The D.I.N. should consist of a leader, or evangelist, who is the focal point for connectivity and the managing of invitations, content and conversations, as well as the recruiter of key influencers for that topic.

He or she should not be perceived in any way to wear a sales or vendor hat, but to be an impartial, driven and qualified catalyst for a valued industry networking group.

What is the value to the originator of the D.I.N.?

Whereas SAP and VMware spent years investing and cumulating online communities, a D.I.N. rapidly establishes a highly focused, engaged and managed network of targeted professionals who are motivated, impacted, and influential.

Spammers and competitors can be locked out, enabling originators to develop relationships via quality conversation and information provision.

By following the framework and methodology below, owners of digital industry networks are able to realise several business development benefits oriented around the selected industry topic and related market segments:

  • Branding and awareness
  • Thought leadership, reputation and credibility
  • Growth of network and contact database
  • Demand Generation and lead origination
  • Lead nurturing via pain diagnosis and solution discovery

Well-crafted conversations and the subtle offering of non-promotional content such as industry surveys, risk/reward calculators, SME video/audio interviews, infographics and breaking news alerts, all provide top and middle of funnel accelerators.

For conversion, conversations can be directed offline as needed by sales and business development personnel.

Digital industry network framework and development methodology

To be successful with a D.I.N. it is necessary to execute many of the tried and tested practices of modern marketing, from audience insights to decision journeys to content mapping to social engagement to data driven optimisation.

To be agile it is necessary to streamline this process, to select a high value industry topic for your target market, and to apply accelerated growth practices to establish the desired degree of network participation, activity and authority within weeks.

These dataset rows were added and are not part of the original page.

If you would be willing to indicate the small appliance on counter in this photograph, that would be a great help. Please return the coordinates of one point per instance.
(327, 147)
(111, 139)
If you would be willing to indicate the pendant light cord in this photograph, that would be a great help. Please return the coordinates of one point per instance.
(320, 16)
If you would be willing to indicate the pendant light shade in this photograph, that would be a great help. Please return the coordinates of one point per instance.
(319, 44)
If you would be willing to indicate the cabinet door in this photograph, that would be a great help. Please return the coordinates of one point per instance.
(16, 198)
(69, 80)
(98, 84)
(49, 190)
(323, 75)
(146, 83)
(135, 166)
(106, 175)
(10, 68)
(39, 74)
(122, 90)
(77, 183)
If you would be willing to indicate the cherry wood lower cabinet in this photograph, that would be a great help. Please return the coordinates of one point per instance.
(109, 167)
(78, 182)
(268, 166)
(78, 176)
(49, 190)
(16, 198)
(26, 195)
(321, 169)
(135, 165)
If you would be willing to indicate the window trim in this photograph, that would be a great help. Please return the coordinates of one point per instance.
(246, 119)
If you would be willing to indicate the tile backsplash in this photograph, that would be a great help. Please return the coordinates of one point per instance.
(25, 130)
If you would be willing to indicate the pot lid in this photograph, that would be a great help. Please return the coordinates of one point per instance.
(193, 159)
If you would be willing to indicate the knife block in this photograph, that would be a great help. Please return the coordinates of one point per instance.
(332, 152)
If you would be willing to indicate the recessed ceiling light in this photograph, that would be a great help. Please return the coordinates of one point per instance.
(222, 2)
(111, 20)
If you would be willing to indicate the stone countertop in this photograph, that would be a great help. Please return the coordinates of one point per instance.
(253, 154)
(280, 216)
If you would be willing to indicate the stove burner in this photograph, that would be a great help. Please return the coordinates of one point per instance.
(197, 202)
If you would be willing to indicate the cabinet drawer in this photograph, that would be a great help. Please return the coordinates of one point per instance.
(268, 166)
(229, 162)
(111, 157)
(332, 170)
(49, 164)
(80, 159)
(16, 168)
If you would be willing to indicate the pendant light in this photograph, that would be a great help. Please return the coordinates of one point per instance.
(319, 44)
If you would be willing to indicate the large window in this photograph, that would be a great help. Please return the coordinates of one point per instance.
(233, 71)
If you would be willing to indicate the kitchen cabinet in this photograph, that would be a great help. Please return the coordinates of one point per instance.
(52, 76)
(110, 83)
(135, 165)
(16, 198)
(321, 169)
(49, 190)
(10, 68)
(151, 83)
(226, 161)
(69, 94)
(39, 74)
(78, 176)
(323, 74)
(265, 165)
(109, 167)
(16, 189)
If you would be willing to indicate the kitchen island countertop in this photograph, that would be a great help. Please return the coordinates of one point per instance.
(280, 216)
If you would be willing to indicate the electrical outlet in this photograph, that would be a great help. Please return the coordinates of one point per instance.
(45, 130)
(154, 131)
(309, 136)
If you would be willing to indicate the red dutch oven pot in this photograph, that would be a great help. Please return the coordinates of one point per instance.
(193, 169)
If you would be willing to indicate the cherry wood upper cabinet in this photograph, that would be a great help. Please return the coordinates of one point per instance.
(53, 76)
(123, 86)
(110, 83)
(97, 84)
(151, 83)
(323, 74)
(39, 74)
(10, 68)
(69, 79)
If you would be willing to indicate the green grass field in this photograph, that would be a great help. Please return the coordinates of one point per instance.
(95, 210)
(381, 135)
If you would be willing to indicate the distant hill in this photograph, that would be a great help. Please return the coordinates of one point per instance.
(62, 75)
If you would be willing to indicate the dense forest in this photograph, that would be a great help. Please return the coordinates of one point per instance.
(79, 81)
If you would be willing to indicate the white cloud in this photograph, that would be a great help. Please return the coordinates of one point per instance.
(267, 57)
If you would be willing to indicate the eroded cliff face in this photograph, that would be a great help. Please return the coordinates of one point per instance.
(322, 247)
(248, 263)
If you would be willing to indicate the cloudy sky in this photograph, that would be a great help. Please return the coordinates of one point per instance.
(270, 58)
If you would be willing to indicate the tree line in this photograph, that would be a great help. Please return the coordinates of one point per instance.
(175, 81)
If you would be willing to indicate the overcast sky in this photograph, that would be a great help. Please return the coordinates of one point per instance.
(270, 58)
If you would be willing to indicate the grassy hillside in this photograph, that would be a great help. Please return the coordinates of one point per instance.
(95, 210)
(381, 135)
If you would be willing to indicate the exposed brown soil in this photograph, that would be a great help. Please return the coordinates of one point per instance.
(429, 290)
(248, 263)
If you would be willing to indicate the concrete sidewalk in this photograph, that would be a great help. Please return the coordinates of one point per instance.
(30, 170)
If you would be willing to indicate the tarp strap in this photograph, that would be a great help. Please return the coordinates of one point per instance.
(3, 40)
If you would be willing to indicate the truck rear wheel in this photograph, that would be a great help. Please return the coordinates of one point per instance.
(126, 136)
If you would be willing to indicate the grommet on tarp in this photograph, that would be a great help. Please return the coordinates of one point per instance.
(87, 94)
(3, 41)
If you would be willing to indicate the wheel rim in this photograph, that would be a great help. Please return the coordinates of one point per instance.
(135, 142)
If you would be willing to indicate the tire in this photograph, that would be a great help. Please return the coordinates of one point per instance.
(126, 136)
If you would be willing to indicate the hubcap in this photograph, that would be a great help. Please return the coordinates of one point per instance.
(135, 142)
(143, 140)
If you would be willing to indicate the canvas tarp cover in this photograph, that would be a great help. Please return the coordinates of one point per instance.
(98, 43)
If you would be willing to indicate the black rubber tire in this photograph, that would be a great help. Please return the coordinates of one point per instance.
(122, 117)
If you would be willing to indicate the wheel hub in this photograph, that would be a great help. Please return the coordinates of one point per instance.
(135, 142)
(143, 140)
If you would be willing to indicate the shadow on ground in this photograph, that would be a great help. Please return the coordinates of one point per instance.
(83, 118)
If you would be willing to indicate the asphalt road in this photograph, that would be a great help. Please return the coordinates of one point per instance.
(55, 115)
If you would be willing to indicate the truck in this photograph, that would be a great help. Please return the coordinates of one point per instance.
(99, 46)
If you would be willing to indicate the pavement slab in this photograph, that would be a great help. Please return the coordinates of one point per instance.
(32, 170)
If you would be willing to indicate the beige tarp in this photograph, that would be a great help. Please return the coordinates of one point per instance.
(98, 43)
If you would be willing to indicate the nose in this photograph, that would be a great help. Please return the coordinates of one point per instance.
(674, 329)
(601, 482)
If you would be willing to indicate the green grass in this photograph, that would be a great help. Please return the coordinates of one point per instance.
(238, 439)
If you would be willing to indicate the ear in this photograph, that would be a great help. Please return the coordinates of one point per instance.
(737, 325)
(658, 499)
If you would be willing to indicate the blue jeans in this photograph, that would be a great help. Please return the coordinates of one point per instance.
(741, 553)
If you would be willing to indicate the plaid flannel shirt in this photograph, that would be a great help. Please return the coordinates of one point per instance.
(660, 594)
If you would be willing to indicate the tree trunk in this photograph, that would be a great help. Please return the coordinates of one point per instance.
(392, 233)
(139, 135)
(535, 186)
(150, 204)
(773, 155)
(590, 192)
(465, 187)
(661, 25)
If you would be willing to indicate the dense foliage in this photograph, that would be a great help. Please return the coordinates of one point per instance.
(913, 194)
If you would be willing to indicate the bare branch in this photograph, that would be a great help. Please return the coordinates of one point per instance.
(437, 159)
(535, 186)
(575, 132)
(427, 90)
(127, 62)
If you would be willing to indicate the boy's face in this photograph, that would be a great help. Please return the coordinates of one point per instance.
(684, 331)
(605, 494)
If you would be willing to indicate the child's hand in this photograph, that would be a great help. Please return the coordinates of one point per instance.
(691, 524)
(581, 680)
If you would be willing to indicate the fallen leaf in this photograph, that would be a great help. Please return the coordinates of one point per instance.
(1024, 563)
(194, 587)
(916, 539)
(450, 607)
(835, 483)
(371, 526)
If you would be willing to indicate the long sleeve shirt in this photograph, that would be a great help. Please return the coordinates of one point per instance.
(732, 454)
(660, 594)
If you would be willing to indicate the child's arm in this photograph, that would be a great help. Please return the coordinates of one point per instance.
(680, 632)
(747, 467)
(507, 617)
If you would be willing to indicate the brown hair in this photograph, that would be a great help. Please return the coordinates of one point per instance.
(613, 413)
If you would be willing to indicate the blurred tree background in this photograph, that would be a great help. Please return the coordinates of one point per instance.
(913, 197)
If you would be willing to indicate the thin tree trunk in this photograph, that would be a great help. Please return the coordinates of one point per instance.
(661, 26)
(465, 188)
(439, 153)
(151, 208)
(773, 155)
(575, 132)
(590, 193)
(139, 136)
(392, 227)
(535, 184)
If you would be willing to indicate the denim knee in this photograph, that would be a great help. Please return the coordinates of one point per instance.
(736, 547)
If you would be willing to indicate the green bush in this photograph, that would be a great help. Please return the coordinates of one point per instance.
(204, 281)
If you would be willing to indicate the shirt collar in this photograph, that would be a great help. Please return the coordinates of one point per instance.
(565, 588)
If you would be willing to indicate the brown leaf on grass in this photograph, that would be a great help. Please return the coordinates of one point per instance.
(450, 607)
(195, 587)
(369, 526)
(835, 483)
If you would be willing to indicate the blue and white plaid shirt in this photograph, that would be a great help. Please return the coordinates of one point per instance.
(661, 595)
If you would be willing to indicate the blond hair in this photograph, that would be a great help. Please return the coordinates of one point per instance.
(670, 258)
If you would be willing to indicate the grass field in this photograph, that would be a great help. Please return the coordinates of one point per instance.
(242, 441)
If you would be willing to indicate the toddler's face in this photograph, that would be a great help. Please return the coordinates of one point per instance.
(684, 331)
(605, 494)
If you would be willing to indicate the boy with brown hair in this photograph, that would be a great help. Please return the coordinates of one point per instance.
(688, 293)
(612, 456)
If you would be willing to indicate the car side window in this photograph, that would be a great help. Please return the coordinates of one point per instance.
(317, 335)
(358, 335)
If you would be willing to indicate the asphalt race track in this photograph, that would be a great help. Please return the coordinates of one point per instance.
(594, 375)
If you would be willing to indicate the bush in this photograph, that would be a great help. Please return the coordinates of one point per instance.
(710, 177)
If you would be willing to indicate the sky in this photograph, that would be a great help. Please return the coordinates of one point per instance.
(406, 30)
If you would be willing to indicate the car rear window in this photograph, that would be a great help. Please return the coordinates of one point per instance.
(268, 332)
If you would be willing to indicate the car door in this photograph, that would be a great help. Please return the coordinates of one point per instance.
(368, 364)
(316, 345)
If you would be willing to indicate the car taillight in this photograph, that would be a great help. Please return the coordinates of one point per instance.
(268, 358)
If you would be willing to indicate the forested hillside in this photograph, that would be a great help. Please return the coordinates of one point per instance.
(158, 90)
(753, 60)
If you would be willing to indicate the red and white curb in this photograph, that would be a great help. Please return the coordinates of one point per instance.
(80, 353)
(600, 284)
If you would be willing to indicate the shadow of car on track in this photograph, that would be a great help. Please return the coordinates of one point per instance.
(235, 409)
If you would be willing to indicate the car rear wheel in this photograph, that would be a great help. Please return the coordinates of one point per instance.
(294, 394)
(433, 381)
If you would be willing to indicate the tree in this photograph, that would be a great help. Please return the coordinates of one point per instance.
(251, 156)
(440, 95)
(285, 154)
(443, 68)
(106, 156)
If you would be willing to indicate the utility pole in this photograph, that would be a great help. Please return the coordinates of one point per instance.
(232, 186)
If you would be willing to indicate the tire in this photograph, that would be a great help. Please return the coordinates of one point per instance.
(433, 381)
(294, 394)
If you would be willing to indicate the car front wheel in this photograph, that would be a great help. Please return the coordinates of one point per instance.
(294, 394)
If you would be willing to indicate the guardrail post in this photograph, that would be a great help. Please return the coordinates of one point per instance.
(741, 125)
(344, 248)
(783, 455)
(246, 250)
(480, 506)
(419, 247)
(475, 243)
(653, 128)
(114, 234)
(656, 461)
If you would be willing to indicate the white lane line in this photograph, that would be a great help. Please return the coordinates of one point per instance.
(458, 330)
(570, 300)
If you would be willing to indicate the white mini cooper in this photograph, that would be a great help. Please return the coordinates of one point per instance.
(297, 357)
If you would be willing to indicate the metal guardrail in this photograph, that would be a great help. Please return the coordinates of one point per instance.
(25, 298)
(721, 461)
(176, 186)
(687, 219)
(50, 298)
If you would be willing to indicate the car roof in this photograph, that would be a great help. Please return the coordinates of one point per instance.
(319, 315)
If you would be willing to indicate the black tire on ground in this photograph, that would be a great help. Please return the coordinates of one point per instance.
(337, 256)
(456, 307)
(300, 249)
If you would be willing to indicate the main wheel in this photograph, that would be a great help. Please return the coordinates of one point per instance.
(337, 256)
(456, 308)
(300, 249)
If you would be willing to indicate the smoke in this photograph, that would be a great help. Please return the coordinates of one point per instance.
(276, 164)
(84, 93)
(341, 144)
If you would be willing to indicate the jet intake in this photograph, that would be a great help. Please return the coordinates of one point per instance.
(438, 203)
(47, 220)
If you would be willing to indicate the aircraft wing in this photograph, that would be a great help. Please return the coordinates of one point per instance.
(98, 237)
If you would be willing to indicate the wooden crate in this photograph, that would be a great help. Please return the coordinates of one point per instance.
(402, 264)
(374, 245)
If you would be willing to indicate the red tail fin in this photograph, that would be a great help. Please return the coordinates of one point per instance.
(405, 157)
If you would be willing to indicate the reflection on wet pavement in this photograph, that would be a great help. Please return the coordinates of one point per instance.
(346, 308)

Here is a framework that focuses on the key success drivers, which are oriented around four categories:

Digital Industry Networks Framework

  • Context – Ensure the selected topic is high value/impact for the targeted audience, and aligns with organisational goals and markets.
  • Community – Select appropriate configuration of social channels and information sources, and ensure the evangelist, influencer and participant combination is synergistic within the context of the chosen topic.
  • Cadence – Determine the optimal frequency and types of conversation and content that resonate with the audience.
  • Agility – Apply appropriate growth resources to reach network effect tipping point, in both network size and engagement levels.

Also, a one month methodology enables marketers to break down the D.I.N. development process in to four steps:

Digital Industry Networks Methodology

  • Insight – Perform research on topics, value, audience targets and network community structure.
  • Design – Formalise design of community, channels, content, calendar + growth mechanisms.
  • Prepare – Create target lists, invitations + initial content assets.
  • Launch – Execute invitation campaign sourcing contacts from house lists, existing networks and social channels (e.g. LinkedIn). Execute week 1 welcome track, establishing value and education of topic/network breadth.

Conclusion

In today’s highly competitive markets, agile competitors are able to leapfrog laggards for mind and market share. It is now imperative to grasp the full array of emerging business, social and technical models to enable customer value and competitive advantage.

D.I.N.s allow organisations to reduce and divert budget away from telemarketing, advertising and other promotional activities to the more compelling ROI of originating and nurturing business from high-value target market industry networks.

Develop business relationships using the power of industry knowledge and a desire to share opinions, content, experience and your network of qualified connections. This is the new era of collaborative business development.